Nevertheless, the inherent equality of men, rather than nations, is affirmed in the Declaration, and the Bill of Rights enumerates mostly individual rights. American federalism has never been a hierarchical debate only about the relative strengths of the central and state governments. It is a duel between the Federal and State authorities over which has precedence in securing the liberty of individuals. Consider the Civil Rights movement which set the Federal government's task of protecting the liberty of minorities against the Southern States' resistance against their counterparts' interference in local matters.
Still, its all groups against groups.
arvan's ultimate synthesis of the two debates about identity and self-determination is wobbly:
Neither a society of only individuals or only the group can be viable. There needs to exist a middle ground, where the health of the group and the individual are both supported. Throughout history, the balance of power was tilted toward the group.

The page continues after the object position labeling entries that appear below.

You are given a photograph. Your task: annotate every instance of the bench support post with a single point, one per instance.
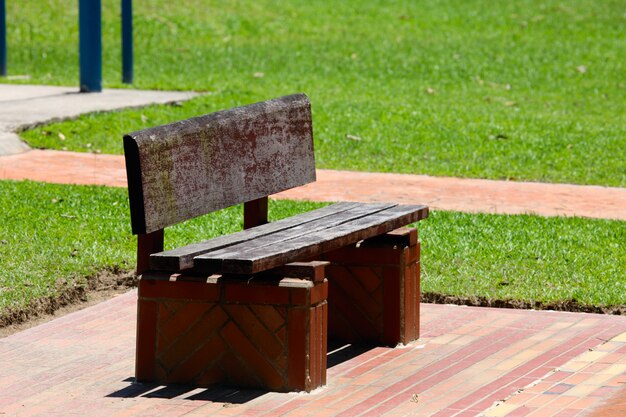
(246, 332)
(148, 244)
(374, 290)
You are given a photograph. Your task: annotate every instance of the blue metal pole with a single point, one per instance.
(3, 40)
(90, 45)
(127, 41)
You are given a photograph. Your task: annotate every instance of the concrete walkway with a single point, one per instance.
(469, 361)
(23, 106)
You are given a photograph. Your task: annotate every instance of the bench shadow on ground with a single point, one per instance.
(338, 353)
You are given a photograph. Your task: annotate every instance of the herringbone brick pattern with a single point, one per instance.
(466, 360)
(269, 335)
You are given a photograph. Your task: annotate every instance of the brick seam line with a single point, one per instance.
(439, 193)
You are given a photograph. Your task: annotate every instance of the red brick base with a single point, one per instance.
(374, 290)
(246, 333)
(272, 334)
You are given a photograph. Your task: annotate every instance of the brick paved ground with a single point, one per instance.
(548, 363)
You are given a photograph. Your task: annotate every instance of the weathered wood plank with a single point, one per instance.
(306, 246)
(196, 166)
(182, 258)
(304, 229)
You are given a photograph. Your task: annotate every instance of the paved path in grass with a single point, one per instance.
(469, 195)
(469, 361)
(22, 106)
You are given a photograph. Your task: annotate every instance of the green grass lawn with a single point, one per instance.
(526, 90)
(55, 237)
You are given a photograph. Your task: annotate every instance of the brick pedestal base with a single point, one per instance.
(245, 333)
(374, 290)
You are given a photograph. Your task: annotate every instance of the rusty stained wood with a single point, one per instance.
(189, 168)
(253, 260)
(182, 258)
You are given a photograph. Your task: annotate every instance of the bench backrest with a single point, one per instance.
(189, 168)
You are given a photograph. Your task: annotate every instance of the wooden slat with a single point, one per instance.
(297, 231)
(306, 246)
(196, 166)
(182, 258)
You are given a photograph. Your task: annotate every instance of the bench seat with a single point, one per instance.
(289, 240)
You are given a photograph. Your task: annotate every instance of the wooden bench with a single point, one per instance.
(255, 308)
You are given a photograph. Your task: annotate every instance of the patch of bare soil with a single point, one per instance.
(70, 298)
(570, 305)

Sex-positive groups, blogs and other social meeting points are a place for individuals to practice this new craft of individuals existing in their own terms as a healthy group that can sustain itself and its members. It is a very exciting time that we live in. We are watching the birth of a society built upon the strength of individual identity.
That such institutions will provide the "balance of power" arvan seeks is doubtful. Considering the fragility and complexities of self-identification it is unlikely that it could become so effective as to alter democracy's agenda of social defense. Even the venerable clause "all men are created equal" is a universalization of the colonists' collective thirst for liberty, subsuming the individual into the biggest group of all: Everybody.